Os carteiros seguiram até a Praça 14 Bis, sempre acompanhados de viaturas da Guarda Municipal e Polícia Militar, e depois retornam até A Prefeitura de Guarujá, onde uma comissão foi recebida pelo prefeito Válter Suman e representantes da polícias.

Morto

“Não queremos ter que reconhecer o corpo de um companheiro após ser morto em um assalto qualquer”, desabafou o presidente Sindicato dos Trabalhadores em Empresas de Comunicações Postais, Telegráficas, Telemáticas, Franqueadas e Similares da Região do Litoral Centro Sul do Estado de São Paulo (Sintectsantos), momentos antes da ­caminhada.

O secretário geral da entidade, Márcio Anselmo Farina, revelou que o prefeito prometeu empenho no sentido de cobrar do Governo do Estado a vinda da Operação Delegada e reforço policial ao município.

“Os trabalhadores dos Correios estão levando murros, tapas na cara e coronhadas em quase todos os bairros de Vicente de Carvalho e nos mais afastados de Guarujá como, por exemplo, o Perequê. Não há mais como trabalhar. Os profissionais saem somente com a roupa do corpo e sem qualquer mercadoria de valor”, ratificou Farina.

Ele já havia salientado que os carteiros não estão fazendo mais entregas em vários bairros e as pessoas estão retirando suas encomendas nas agências.

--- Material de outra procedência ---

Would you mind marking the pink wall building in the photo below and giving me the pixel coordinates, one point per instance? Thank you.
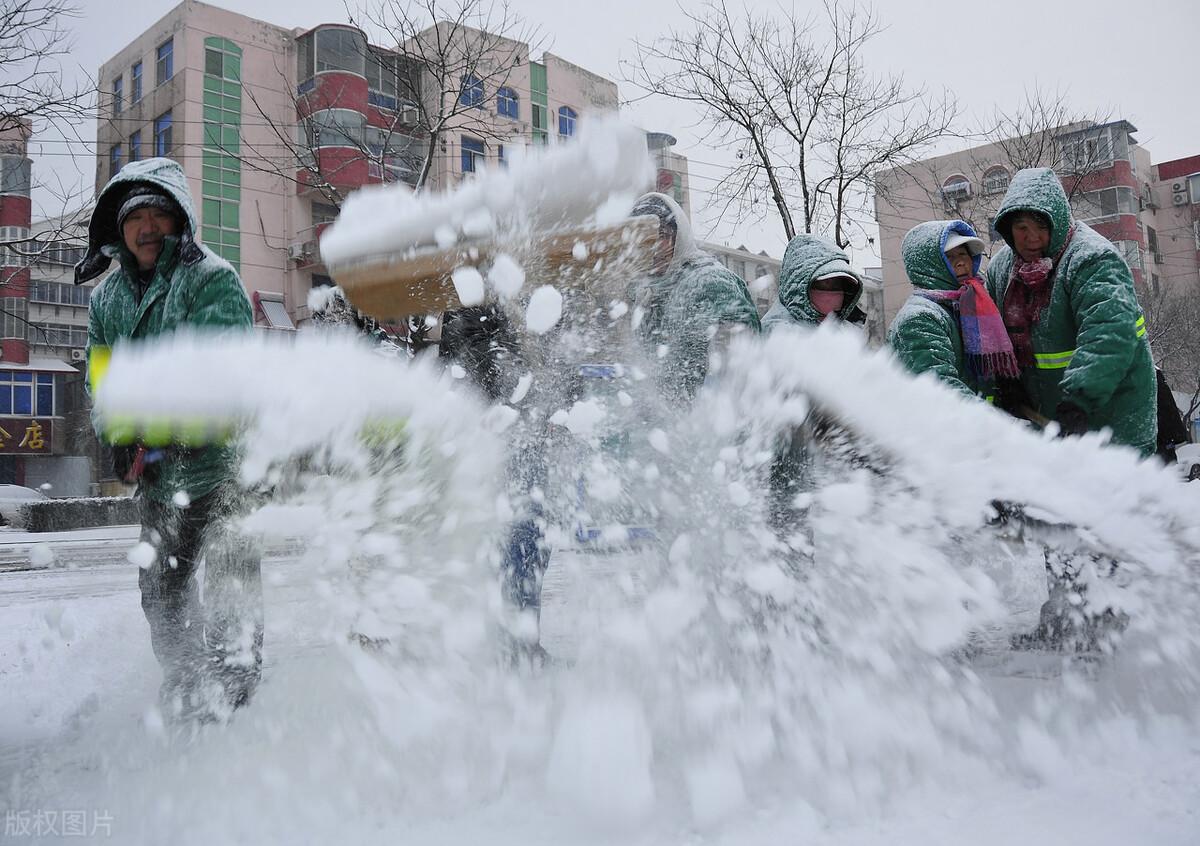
(237, 100)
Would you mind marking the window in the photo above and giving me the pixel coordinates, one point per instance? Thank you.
(383, 143)
(162, 135)
(472, 154)
(222, 59)
(995, 180)
(341, 49)
(67, 256)
(13, 256)
(25, 393)
(383, 71)
(220, 167)
(165, 61)
(15, 175)
(1132, 253)
(15, 317)
(336, 127)
(1083, 155)
(58, 335)
(567, 121)
(472, 91)
(507, 105)
(305, 58)
(955, 190)
(323, 213)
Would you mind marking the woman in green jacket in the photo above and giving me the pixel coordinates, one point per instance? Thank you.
(1069, 306)
(166, 281)
(949, 327)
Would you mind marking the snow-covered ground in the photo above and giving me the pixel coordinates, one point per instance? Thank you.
(703, 690)
(843, 681)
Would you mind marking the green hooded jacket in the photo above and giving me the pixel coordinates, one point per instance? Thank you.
(191, 287)
(684, 304)
(1090, 343)
(808, 258)
(925, 335)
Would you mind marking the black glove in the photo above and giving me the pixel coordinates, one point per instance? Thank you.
(123, 460)
(1072, 419)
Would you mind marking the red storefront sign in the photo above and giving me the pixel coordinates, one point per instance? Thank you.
(25, 436)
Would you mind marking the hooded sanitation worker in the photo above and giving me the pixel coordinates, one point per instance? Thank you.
(166, 281)
(689, 300)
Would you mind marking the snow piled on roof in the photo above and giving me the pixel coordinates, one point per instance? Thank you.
(592, 179)
(724, 685)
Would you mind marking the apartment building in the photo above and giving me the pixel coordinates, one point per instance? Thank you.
(1147, 210)
(273, 125)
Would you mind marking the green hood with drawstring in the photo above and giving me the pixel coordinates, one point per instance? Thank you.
(191, 287)
(682, 306)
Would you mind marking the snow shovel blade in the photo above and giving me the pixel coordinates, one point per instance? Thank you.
(419, 281)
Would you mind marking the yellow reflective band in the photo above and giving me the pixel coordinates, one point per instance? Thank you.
(97, 365)
(1053, 360)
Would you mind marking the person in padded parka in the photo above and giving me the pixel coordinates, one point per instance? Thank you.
(166, 281)
(948, 325)
(1068, 303)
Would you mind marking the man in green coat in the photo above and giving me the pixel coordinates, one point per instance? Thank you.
(689, 301)
(165, 280)
(1068, 303)
(815, 282)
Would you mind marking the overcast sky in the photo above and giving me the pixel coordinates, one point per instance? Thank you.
(1137, 60)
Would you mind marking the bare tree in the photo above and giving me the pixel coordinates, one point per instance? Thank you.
(34, 94)
(813, 124)
(432, 66)
(1043, 131)
(453, 55)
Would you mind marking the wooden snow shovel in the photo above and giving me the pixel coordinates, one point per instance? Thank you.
(418, 281)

Durante a caminhada, um carteiro que preferiu não se identificar resumiu o drama de quem está na rua todos os dias nas ruas da cidade.

“Tem companheiro que é assaltado cinco vezes num único dia. Não há condições psicológicas para ir para a rua. Muitos estão se afastando por conta da pressão. Na última vez, levaram nove encomendas que eu estava entregando e mostraram uma arma. Esse ato é para mostrar para a sociedade e autoridades o que estamos sofrendo. A violência não atinge apenas os carteiros de Guarujá, mas nas outras cidades também. Uma pessoa chega próximo da gente para pedir uma simples informação e o coração já dispara. Não dá para saber quem é do bem ou do mal”, finaliza.